Four University of Pretoria scientists conducting research in sub-Saharan Africa are among a group of 14 women who were recently awarded fellowships by the L'Oréal-UNESCO For Women in Science Regional Programme. Each of the fellows received a research grant at a recent ceremony attended by representatives of public authorities and UNESCO, scientists, academics, intellectuals, thought leaders and organisations promoting gender equality.

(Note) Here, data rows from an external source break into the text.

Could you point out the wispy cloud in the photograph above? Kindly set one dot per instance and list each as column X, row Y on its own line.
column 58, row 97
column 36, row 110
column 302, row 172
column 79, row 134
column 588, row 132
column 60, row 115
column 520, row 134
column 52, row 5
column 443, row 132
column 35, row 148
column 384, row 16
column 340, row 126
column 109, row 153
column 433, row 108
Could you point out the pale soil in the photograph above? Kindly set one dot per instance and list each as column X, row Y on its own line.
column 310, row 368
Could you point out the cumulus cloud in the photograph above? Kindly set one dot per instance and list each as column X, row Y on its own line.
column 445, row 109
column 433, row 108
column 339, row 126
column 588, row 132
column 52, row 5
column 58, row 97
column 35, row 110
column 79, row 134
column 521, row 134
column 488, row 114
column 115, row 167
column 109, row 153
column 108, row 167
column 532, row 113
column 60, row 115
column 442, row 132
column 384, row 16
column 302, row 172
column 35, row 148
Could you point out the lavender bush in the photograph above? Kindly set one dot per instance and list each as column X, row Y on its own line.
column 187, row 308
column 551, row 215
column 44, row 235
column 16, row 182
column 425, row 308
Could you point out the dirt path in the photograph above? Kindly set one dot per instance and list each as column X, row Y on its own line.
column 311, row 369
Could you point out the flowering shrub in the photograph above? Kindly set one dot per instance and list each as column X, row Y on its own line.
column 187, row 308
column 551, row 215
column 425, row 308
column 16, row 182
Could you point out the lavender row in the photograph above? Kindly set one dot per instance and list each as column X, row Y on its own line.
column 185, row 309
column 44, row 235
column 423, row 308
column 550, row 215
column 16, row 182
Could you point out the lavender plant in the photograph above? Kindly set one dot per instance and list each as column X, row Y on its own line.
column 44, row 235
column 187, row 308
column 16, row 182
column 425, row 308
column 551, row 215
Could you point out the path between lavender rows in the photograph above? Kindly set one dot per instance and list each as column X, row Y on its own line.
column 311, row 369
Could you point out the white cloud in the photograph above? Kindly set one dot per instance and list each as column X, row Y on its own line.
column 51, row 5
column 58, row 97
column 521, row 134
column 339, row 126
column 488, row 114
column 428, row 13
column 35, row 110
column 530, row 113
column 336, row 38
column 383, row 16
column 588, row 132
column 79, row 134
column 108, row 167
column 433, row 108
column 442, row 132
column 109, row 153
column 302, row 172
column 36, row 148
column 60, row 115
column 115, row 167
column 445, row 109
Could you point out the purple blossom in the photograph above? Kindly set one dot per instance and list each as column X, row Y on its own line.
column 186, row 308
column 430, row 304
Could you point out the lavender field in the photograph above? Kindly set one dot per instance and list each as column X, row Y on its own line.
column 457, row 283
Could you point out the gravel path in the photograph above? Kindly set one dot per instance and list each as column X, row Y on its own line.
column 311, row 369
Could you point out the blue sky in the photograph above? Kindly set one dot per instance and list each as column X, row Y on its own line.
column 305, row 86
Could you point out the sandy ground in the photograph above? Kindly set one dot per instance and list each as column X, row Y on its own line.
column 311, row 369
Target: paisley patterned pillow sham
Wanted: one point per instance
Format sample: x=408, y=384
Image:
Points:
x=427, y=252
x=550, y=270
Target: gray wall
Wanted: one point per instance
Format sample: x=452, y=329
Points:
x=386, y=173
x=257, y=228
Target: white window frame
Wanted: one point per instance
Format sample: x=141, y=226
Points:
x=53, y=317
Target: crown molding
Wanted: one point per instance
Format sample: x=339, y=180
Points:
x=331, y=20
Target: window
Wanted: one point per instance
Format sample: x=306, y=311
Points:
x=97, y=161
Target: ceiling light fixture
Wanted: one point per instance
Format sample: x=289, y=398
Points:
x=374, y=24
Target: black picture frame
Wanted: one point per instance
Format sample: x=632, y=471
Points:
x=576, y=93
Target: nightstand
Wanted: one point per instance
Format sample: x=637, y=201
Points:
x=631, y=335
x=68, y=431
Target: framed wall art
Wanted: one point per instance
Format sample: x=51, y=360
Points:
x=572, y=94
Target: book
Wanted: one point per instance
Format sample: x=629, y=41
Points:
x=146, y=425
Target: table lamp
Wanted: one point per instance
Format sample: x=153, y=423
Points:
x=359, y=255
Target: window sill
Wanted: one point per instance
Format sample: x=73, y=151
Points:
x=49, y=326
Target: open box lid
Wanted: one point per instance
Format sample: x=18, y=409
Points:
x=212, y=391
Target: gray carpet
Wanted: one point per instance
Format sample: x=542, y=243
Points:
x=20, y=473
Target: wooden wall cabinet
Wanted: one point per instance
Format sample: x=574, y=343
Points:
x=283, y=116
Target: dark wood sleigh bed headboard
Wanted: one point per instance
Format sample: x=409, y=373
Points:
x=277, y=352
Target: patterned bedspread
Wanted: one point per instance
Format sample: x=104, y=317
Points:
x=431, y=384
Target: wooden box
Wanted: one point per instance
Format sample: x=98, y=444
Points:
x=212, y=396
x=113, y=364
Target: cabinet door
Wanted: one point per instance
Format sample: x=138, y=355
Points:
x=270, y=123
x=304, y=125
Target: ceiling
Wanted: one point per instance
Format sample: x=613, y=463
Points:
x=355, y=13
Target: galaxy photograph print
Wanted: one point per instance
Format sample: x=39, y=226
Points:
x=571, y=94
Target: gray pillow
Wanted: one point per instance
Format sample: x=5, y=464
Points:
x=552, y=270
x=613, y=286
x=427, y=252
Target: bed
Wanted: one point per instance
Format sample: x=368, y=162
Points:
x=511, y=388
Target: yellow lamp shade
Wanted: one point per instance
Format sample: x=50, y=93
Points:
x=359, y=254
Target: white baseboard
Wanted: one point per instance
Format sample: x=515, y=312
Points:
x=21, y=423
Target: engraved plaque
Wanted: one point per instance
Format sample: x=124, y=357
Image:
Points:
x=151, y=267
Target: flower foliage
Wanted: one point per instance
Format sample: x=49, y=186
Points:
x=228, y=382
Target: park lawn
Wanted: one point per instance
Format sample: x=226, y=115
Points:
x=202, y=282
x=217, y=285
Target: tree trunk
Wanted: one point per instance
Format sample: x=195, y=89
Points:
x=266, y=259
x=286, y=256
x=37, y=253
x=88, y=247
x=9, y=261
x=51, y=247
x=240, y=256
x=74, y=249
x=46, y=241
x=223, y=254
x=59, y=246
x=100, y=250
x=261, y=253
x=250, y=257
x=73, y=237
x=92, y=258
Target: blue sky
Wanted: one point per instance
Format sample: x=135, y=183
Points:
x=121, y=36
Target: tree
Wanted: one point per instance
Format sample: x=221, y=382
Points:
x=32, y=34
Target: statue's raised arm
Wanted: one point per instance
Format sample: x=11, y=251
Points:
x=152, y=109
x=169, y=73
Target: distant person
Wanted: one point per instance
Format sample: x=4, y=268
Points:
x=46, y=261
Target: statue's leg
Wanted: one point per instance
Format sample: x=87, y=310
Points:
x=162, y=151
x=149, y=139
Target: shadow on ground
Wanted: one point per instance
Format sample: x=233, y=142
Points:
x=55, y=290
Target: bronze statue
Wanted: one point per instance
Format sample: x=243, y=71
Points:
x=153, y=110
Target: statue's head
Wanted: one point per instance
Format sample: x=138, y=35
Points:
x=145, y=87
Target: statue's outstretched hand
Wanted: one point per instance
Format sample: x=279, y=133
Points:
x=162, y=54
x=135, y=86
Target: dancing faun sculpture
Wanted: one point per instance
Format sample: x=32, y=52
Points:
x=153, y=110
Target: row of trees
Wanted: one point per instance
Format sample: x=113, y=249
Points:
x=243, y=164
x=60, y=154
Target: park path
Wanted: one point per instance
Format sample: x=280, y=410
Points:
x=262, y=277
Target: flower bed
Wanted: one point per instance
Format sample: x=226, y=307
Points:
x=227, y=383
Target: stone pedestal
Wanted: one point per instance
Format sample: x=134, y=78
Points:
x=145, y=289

The group of fellows consists of 12 doctoral and two post-doctoral students who were drawn from five countries (Ghana, Mauritius, Kenya, South Africa and Nigeria). They were selected by a jury of independent experts for the scientific excellence of their work from more than 480 applicants. The UP fellows are:
Dr. Marilize Everts, South Africa, who received a postdoctoral fellowship
Specialty: Mechanical engineering - Fluid mechanics
Title of project: Heat transfer and pressure drop of high viscosity fluids in solar receiver tubes
Fiona Mumoki – Kenya
Specialty: Biology - Entomology
Title of project: Role of brood pheromones in inhibiting dominance in Apis mellifera capensis reproductive parasites
Andrea Wilson, South Africa
Specialty: Biology - Genomics
Title of project: Sexual reproduction in Huntiella species
Madelien Wooding, South Africa
Specialty: Chemistry - Health sciences
Title of project: Chemical communication between the malaria carrying mosquito, anopheles arabiensis, and its human host
The group gathered in Nairobi last week to benefit from a training programme that will help strengthen their careers. This three-day training course provided by international experts selected by the L'Oréal Foundation addressed the topics of leadership development, management, negotiation, communication and public speaking, as well as modules such as media training and personal digital branding.

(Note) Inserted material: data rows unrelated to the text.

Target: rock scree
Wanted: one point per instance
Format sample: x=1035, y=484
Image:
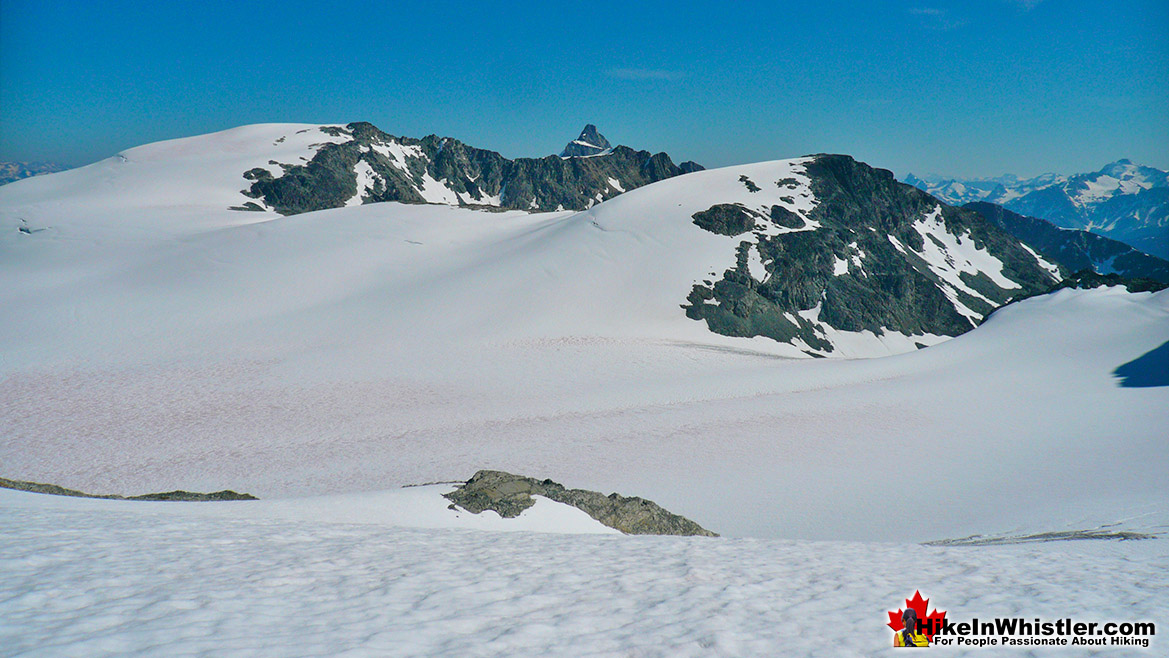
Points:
x=509, y=494
x=185, y=496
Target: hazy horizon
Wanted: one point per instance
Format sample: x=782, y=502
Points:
x=1018, y=87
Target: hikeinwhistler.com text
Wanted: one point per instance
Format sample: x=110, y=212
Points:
x=1016, y=631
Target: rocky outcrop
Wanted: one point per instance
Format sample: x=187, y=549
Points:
x=857, y=264
x=373, y=166
x=11, y=172
x=509, y=494
x=186, y=496
x=1073, y=249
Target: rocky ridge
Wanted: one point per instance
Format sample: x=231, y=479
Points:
x=510, y=494
x=185, y=496
x=864, y=253
x=371, y=166
x=1073, y=249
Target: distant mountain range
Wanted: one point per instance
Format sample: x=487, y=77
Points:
x=1076, y=250
x=822, y=255
x=365, y=165
x=1122, y=201
x=12, y=172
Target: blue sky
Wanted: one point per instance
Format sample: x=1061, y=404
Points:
x=965, y=89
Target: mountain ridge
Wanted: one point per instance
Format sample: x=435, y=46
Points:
x=365, y=165
x=1122, y=200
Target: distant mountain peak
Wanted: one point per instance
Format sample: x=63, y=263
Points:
x=588, y=143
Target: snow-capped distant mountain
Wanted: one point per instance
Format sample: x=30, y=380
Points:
x=153, y=339
x=1074, y=249
x=12, y=172
x=1123, y=201
x=998, y=189
x=359, y=164
x=820, y=256
x=589, y=143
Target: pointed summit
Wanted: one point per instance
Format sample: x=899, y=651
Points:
x=589, y=143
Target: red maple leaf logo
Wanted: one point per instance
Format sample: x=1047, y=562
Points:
x=919, y=605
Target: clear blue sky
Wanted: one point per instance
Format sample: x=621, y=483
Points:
x=966, y=89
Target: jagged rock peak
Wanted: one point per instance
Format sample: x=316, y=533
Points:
x=589, y=143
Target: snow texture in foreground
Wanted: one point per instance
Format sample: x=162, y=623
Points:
x=154, y=580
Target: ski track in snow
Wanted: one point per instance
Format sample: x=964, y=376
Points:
x=164, y=582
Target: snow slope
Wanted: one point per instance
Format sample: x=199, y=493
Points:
x=152, y=340
x=99, y=579
x=369, y=347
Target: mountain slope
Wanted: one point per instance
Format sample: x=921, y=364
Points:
x=820, y=256
x=154, y=340
x=1076, y=250
x=1123, y=201
x=830, y=251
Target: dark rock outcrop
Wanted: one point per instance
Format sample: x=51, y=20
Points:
x=187, y=496
x=859, y=209
x=589, y=143
x=408, y=170
x=509, y=494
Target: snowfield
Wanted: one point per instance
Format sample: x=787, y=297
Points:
x=165, y=579
x=151, y=339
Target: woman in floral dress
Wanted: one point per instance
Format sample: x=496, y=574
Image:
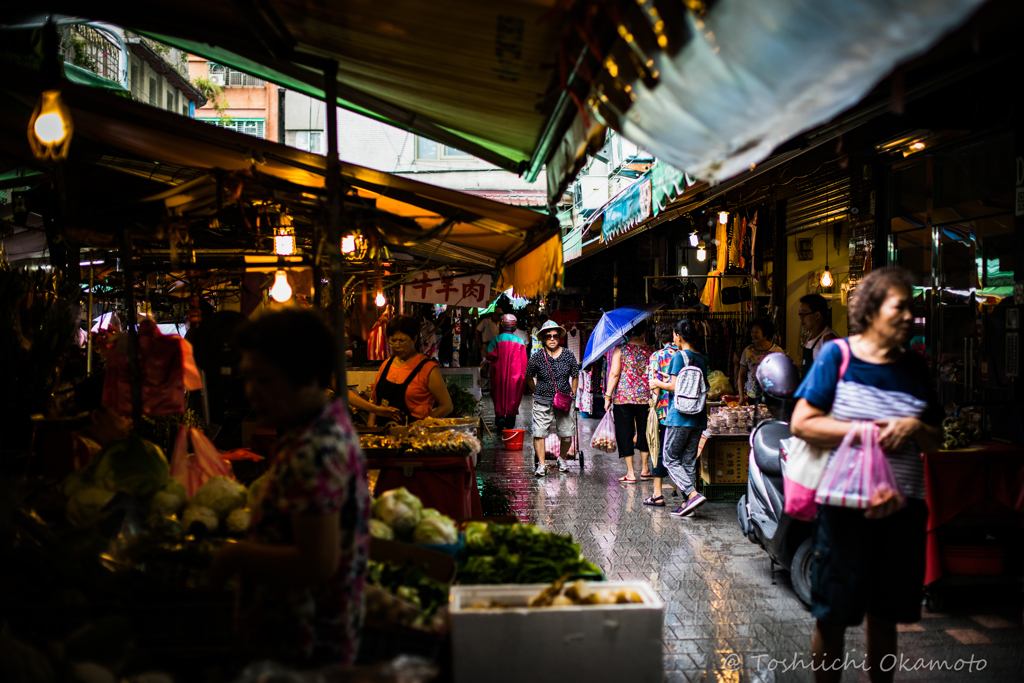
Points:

The fellows will benefit from a major communications campaign on the African continent, designed to promote and publicise their brilliance. This initiative serves one goal: to highlight scientific excellence of female researchers in sub-Saharan Africa, in order to create role models, encourage other young women to become scientists, and empower women to shape the future of the continent.

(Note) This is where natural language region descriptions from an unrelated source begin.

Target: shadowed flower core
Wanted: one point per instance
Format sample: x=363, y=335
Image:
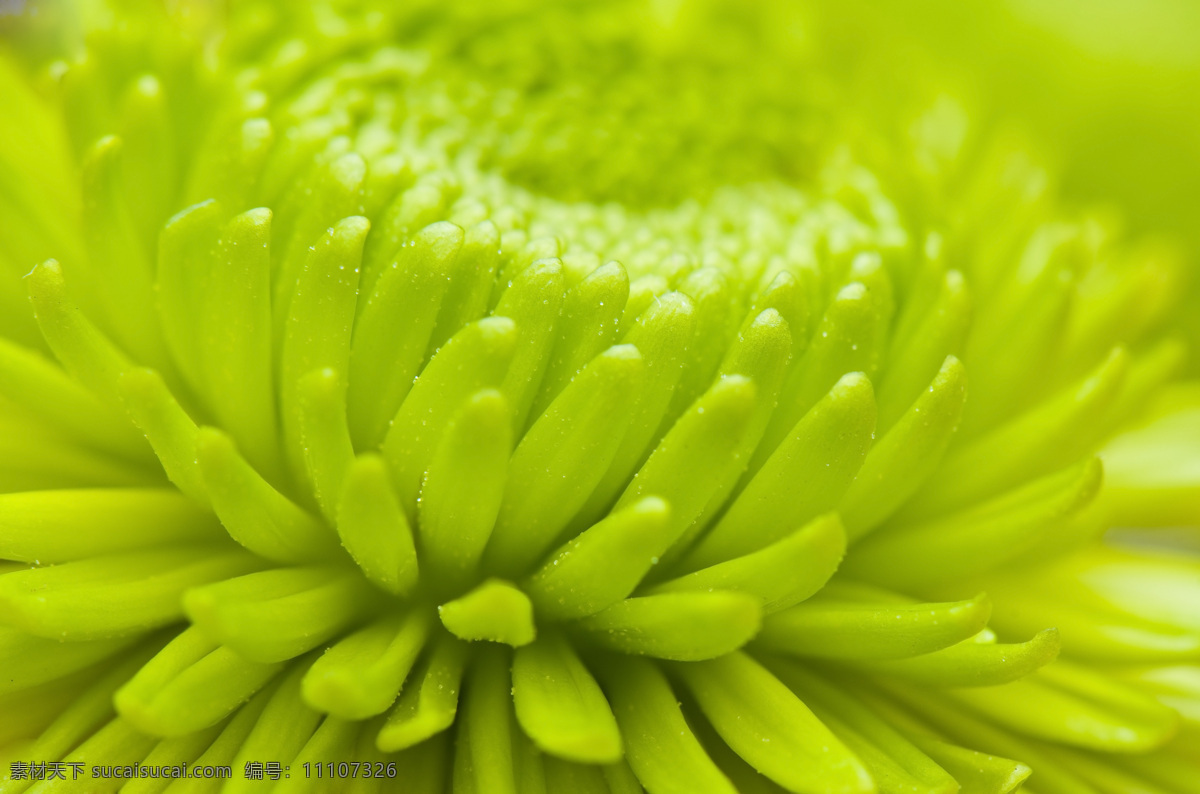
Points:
x=569, y=398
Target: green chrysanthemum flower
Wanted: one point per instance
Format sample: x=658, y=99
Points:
x=547, y=398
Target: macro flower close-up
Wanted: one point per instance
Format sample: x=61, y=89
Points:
x=670, y=396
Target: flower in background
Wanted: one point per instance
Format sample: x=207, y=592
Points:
x=568, y=398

According to Alexandra Palt, Executive Vice-President of the L’Oréal Foundation, “The world needs science, and science needs women: nowhere is this more clearly illustrated than in African countries, which face significant challenges including climate change, access to energy or food security. Science and technology are key to addressing these challenges, and this will not be possible without women. Their talents and perspectives enrich relevant research.”
The L’Oreal-UNESCO For Women in Science Sub-Saharan Africa regional programme has grown significantly since its inception. “After eight editions in South Africa, we decided to host our ceremony in Nairobi to reinforce our commitment to giving all sb-Saharan African women scientists an opportunity,” Palt said.